III. UNE NOUVELLE DONNE POUR LES CONCOURS DE L'ÉTAT
Si on
considère que des concours de l'Etat aux collectivités locales
adaptés devraient, d'une part, permettre aux collectivités
locales d'exercer leurs compétences dans de bonnes conditions et,
d'autre part, ne pas être de nature de remettre en cause
l'équilibre des finances publiques, force est de constater que la
configuration actuelle ne répond pas à ces deux exigences.
La politique de remplacement des impôts par des dotations
budgétaires entraîne une augmentation rapide des dépenses
structurelles incompressibles de l'Etat tandis que, au contraire, les dotations
de fonctionnement, d'équipement et de compensation des charges
transférées, augmentent moins vite que le coût des
dépenses obligatoires des collectivités locales.

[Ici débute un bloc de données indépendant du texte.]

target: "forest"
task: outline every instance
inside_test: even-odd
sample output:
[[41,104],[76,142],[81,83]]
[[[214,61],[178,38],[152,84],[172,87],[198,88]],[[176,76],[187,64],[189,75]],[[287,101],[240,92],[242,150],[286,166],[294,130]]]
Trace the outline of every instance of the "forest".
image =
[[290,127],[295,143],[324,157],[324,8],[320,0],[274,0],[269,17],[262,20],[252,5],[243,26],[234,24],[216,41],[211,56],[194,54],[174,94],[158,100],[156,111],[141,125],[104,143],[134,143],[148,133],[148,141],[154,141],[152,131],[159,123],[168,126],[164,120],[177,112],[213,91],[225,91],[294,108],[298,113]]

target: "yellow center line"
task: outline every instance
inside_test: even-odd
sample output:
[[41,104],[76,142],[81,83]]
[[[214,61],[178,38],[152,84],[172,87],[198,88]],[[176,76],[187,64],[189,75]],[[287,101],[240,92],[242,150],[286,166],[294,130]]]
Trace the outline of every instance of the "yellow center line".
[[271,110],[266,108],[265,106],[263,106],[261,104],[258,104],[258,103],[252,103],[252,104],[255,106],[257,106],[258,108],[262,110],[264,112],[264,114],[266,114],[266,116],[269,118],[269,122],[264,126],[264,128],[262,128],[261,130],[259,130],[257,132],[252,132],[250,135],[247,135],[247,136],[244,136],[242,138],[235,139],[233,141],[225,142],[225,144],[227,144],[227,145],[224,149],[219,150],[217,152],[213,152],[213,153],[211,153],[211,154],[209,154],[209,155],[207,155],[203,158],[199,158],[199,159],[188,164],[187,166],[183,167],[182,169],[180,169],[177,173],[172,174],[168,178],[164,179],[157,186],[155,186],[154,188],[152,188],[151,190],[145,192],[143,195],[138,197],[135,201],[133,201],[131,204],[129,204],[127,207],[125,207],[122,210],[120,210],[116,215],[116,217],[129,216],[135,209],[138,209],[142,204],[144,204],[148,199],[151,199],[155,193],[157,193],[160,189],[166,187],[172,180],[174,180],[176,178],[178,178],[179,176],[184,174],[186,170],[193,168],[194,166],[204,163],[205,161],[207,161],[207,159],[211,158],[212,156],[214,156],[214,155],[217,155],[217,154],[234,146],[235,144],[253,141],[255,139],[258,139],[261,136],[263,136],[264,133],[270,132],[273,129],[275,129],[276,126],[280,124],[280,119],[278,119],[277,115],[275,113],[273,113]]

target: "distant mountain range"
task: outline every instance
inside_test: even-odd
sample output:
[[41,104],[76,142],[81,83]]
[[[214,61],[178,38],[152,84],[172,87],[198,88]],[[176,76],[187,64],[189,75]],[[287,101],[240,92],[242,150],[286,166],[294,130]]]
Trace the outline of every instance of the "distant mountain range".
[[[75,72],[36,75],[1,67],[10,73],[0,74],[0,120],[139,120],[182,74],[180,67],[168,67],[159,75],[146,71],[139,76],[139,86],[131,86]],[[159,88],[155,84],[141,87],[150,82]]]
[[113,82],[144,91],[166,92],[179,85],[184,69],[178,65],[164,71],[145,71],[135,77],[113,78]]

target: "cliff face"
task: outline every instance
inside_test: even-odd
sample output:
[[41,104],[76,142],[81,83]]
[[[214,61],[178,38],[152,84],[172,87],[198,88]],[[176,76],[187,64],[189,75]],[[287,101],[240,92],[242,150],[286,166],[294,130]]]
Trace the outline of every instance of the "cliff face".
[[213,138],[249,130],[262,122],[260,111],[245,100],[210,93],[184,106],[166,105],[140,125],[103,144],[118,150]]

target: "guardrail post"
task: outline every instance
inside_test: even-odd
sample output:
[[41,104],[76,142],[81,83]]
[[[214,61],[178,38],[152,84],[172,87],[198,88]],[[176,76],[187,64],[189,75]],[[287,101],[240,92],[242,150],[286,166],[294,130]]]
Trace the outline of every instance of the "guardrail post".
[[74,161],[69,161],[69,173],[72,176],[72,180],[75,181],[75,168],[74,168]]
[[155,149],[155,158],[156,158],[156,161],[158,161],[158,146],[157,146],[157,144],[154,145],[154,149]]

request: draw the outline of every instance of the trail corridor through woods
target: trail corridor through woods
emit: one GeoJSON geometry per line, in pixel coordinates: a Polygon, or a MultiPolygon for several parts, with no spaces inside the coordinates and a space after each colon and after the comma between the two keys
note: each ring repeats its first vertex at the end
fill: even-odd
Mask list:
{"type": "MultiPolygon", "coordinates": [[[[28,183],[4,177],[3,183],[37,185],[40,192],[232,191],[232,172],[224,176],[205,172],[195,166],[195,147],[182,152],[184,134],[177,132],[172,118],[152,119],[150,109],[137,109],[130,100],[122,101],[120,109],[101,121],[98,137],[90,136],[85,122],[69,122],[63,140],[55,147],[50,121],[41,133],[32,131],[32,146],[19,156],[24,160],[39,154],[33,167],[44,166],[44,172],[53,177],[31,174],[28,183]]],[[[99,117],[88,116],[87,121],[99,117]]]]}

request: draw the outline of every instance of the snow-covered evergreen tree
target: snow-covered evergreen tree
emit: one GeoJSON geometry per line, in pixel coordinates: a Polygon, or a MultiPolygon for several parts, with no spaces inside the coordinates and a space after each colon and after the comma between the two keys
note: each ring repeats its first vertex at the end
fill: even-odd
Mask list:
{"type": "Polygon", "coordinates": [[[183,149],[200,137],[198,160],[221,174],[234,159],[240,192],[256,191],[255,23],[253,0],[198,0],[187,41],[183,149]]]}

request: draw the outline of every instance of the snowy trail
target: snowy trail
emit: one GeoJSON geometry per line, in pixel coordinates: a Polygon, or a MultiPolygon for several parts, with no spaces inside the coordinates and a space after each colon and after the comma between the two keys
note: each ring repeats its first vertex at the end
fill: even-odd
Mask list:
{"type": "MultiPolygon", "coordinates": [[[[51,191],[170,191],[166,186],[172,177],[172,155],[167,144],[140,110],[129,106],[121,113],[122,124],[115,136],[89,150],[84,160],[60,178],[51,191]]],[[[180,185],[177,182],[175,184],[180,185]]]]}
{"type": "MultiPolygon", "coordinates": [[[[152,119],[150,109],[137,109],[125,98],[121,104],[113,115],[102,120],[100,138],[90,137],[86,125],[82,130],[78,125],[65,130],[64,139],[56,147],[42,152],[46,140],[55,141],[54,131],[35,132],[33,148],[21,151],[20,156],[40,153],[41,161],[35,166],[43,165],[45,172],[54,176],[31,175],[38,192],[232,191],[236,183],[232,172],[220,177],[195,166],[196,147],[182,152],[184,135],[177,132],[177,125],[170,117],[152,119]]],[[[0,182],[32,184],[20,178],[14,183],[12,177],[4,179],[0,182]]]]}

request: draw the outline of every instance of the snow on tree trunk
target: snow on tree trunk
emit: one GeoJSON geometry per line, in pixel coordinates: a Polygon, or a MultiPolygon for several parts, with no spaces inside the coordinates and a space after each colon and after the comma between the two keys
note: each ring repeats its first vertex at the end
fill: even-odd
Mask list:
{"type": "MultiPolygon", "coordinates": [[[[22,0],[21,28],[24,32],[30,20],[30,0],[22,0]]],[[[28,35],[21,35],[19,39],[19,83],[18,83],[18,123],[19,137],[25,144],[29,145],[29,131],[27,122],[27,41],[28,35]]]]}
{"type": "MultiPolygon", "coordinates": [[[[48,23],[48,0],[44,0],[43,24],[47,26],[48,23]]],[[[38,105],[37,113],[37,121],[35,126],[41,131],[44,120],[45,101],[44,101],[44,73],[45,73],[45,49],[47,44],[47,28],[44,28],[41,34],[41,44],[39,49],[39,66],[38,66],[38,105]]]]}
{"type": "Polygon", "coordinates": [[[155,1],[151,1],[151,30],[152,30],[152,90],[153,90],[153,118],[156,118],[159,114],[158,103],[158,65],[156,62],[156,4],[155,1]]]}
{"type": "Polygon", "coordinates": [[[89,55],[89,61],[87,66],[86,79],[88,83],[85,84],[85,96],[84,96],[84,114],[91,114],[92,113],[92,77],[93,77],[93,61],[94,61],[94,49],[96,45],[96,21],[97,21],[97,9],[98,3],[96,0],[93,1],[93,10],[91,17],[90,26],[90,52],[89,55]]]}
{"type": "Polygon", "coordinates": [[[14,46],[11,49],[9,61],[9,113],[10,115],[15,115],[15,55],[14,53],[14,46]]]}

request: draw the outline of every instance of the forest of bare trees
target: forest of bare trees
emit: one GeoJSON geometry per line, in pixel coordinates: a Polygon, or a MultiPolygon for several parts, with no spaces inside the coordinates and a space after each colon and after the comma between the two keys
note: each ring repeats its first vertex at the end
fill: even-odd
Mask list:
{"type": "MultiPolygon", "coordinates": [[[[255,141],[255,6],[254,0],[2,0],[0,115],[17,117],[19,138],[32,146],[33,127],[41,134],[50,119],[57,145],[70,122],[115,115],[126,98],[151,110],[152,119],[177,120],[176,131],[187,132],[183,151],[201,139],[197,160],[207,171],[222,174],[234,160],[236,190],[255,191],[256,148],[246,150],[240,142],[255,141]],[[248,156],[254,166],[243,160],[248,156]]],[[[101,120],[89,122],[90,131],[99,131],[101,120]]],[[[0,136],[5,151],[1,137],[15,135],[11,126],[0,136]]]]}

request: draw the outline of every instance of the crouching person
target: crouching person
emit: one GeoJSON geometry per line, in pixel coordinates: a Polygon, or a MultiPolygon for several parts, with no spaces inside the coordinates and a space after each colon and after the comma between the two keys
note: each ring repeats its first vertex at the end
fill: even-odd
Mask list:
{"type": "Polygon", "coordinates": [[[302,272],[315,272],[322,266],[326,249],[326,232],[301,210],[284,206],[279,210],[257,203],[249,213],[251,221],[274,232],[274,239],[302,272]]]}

A. FIXER DES RÈGLES DU JEU CLAIRES
1. Instaurer un véritable rendez-vous triennal
Les
finances locales sont un domaine dans lequel le "
pilotage à
vue
" est la règle. Certaines réformes très
importantes pour l'équilibre financier des collectivités locales
résultent de textes préparés dans l'urgence et sans
concertation, comme la suppression de la part salariale de la taxe
professionnelle ou la suppression de la part régionale de la taxe
d'habitation.
En matière de dotations, les taux d'indexation restrictifs prévus
par la loi sont régulièrement contournés à
l'occasion de l'examen des lois de finances au gré de la conjoncture
économique mais aussi du degré d'insatisfaction rencontré
parmi les élus de terrain de la majorité parlementaire. Les
effets d'annonces se multiplient, et se traduisent par la mise en place de
" tuyaux " entre les dispositifs, les mesures nouvelles
annoncées par un Gouvernement étant souvent financées en
prélevant les crédits d'autres enveloppes. La création de
l'enveloppe normée pluriannuelle des concours de l'Etat aux
collectivités locales n'a pas constitué un progrès
à cet égard.
En matière de dépenses, les charges nouvelles interviennent au
gré des évolutions législatives et réglementaires,
en dehors de toute cohérence
.
L'inscription des relations financières entre l'Etat et les
collectivités locales dans un cadre triennal aurait pu contribuer
à remédier à certains de ces travers si elle avait
su
dépasser la logique purement budgétaire
. Il convient
aujourd'hui de " densifier " le contenu des pactes ou des contrats
appelés à régir pendant trois ans les relations
financières entre l'Etat et les collectivités locales en
instaurant un véritable " rendez-vous triennal ", dont
l'ordre du jour comprendrait trois volets
:
- l'annonce par le Gouvernement de la norme de progression qu'il entend
appliquer à l'enveloppe normée des concours aux
collectivités locales ;
- une présentation détaillée des hypothèses
à partir desquelles cette norme a été établie.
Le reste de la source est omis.